Mudvayne stronger tracks are the heavier tracks. “Fish Out of Water” punches you in the face at the outset, with the other strong heavy tracks being the aforementioned “A New Game” and “We The People,” which is plagued by stupid lyrics. It also needs mentioning that the lyrics are fairly average throughout the album, not helping or hindering any songs save for a few spots; they are just there.
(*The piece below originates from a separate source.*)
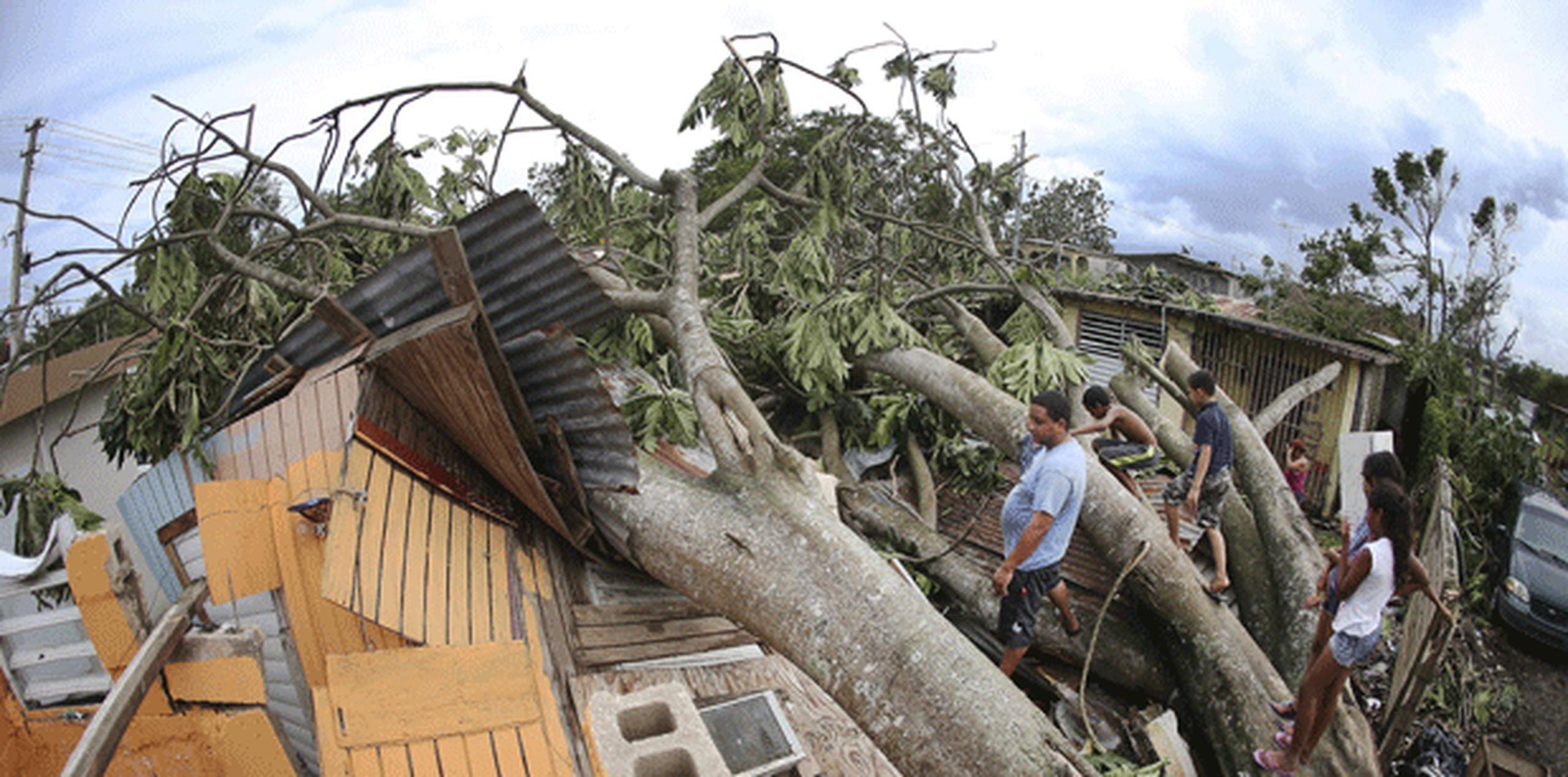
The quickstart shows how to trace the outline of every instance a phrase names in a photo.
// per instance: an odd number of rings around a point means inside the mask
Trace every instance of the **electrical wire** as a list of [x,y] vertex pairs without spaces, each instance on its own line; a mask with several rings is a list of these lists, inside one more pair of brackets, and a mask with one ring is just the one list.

The rest of the album is fairly mid-paced with the exception being the ballad “Never Enough” which is surprisingly a stronger track on the album, yet has very misplaced screaming in the bridge. Chad Gray’s voice carries the same throughout, and keeps the album above most similar nu-metal ballads. There are no true bad tracks on the album, and there are also trace influences of metal core here and there, but you only notice them in passing. The strongest of the mid-paced songs, and best song on the album, is “Have it Your Way,” which is very much akin to “Happy?” off of Lost and Found
both in catchy melodies and powerful vocals from Chad Gray. The one large gripe I have with the album is the presence of “Dull Boy,” which was on the live and demo album By the People, For the People
. The band said that this song would not be on the album, which I was very pleased about as it is a terrible song, and it brings down the already average second half of the album. There is no way that a song left on the cutting room floor could not have beat this song out on the album, or the band even could have just made the album ten tracks. It is by far the worst song on the album and has no redeeming values to it
All in all, a fairly middle of the road album that will do nothing to turn away fans of Lost and Found
and will continue to piss of people wishing of another LD 50
. This is not a misstep for Mudvayne, but it is also not a step forward. The presence of strong tracks “Have it Your Way” and “A New Game” keep this album from being terribly mediocre. This album does nothing to change the band’s image or that of the now mostly dead nu-metal genre, but is likely to sell albums and put Mudvayne on the shortlist to headline Rockstar Mayhem next year.